Discord AI Chatbot: Part 1
I have always dreamed of creating a very advanced AI chatbot that acts as similar to a human as possible. I wanted to do this because I found it extremely funny that someone could either befriend or block an AI bot in anger, thinking it was a real person. My first idea to accomplish this was very outlandish and unrealistic. Essentially, I wanted everything to come from scratch, including the data, the architecture, and whatnot. My first attempt at this, which was a few years ago, was using a simple Python chatterbot module. I then took a ton of messages from a very toxic Discord server I was in, collected about 10 thousand, and prayed...
After deploying, I realized that the chatbot would only send messages that it had heard before, making it not that fun. I integrated it into a Discord self-bot to fool people, but they caught on instantly when they realized the bot was just repeating things they said 10 minutes back. I needed another approach, and that is when I learned about OpenAI's finetuning playground. This was a game changer for my project, and it allowed me to have an extremely advanced, funny, and witty chatbot in minutes. It worked because I would supply 30-60 messages in JSON format to the OpenAI format. The data I provided looked like this:
{"messages": [{"role": "system", "content": "PROMPT"}, {"role": "user", "content":"CONTENT"}]}
Using this approach worked pretty well. I could mess around with the bot for a bit, and I tricked many people. I had friends who started questioning every "person" I introduced to them, thinking it was an AI bot. But for me, it was not good enough. I noticed that sometimes the bot would spit out random Chinese or Russian characters, probably due to the temperature being turned up too high.
Additionally, it could not react to messages and understand much context. I edited the source code for version 2 of this AI Bot and fine-tuned the OpenAI model to understand JSON inside the content property. I told the model that it could include "additional messages" and "emojis" to react to other people. I really liked the innovation, and I had no issues with it. Occasionally, the bot would mess up the JSON formatting, and it would spit back out, causing the message to send back to fail.
Something was missing; however, it felt too easy. I wanted to have something that was completely customizable, extremely smart, and, most importantly, cheap. After some planning with ChatGPT, I decided to work on a new AI Chatbot that would be better than all of the rest: the most impressive and data-heavy version 3. My first step was to get about 100k messages of unsupervised data for my first test iteration. To get this amount of data without any human intervention, I needed a script to automatically process all of the Discord messages coming to my client automatically process all of the Discord messages.

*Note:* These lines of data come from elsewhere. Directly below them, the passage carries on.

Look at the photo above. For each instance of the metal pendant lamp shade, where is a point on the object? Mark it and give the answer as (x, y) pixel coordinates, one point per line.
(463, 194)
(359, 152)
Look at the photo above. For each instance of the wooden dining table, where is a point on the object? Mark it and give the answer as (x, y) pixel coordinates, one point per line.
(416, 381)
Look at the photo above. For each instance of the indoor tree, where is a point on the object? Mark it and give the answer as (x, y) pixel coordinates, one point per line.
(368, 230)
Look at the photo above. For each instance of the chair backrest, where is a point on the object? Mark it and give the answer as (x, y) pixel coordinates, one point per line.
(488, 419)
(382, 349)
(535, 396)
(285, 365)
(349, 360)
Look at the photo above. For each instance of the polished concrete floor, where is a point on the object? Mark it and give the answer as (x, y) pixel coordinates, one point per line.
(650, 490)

Completing said script took me about 5 hours, and I'm still making minor changes. It works like this: when a new message arrives, I check if the message is from a user and is in one of the channels that I actually want data from. After, it is sent to a map that stores all the channels I am listening to. The message is sent to an event log array.
for (const channelID of channelWhitelist){
logger.debug(`Adding channel ${channelID} to the Map memory`);
conversationMap.set(channelID, {
mostRecentMessage: null,
eventLog: []
});
}
I then check if there has been a message in the past 7 minutes in that channel, and if there has been, I add it to the event log. If there has not been a message in the past 7 minutes OR the event log has 100 elements, I answer all the messages in the array and push them to a .txt file.
if(Date.now() - channel.mostRecentMessage > 1000 * 60 * minuteCooldown){
if(channel.eventLog.length < 2) {
channel.mostRecentMessage = null;
channel.eventLog.push({type, data});
logger.info("Holding off registration for more messages");
return;
}
logger.debug(`Log was sent after the cooldown, pushing to registry...`)
await parseMessages(channel.eventLog, client)
channel.mostRecentMessage = null;
channel.eventLog.length = 0;
channel.eventLog.push({type, data});
return;
}
if(channel.eventLog > conversationLimit){
logger.debug("Enough messages were sent for 1 conversation");
await parseMessages(channel.eventLog, client);
channel.mostRecentMessage = null;
channel.eventLog.length = 0;
channel.eventLog.push({type, data});
}
What is significant about this data collection is that all users mentioned in the dataset are anonymized in real-time. I have a Mongo database that stores each user mentioned in the dataset and converts them to a unique ID. This is then referenced for cleaning text like channel IDs and pinging users. For example, the message
yooo <@1164755746890723388> meet me at <#1296335493172039711>
would be turned into
yooo @user1 meet me at #staff-chat
This was essential to my script to ensure all data was anonymous and the model understood the context. After parsing the messages, it would finally add them to the dataset. A sample conversation would look like this:
The issues I have run into are random errors where the message object is null (why...) and the fact that I have discord servers that literally have had a consistent conversation for 2 hours without a single 7-minute break. That is why I implemented the 100-message limit. Transformer models have a contextual limit for training; the model I want only takes 2048 tokens per chunk for context, so if I want to plug in a conversation at a time, I have to make some sacrifices.
I am excited to see how this project turns out, and I will create a part 2 once training begins.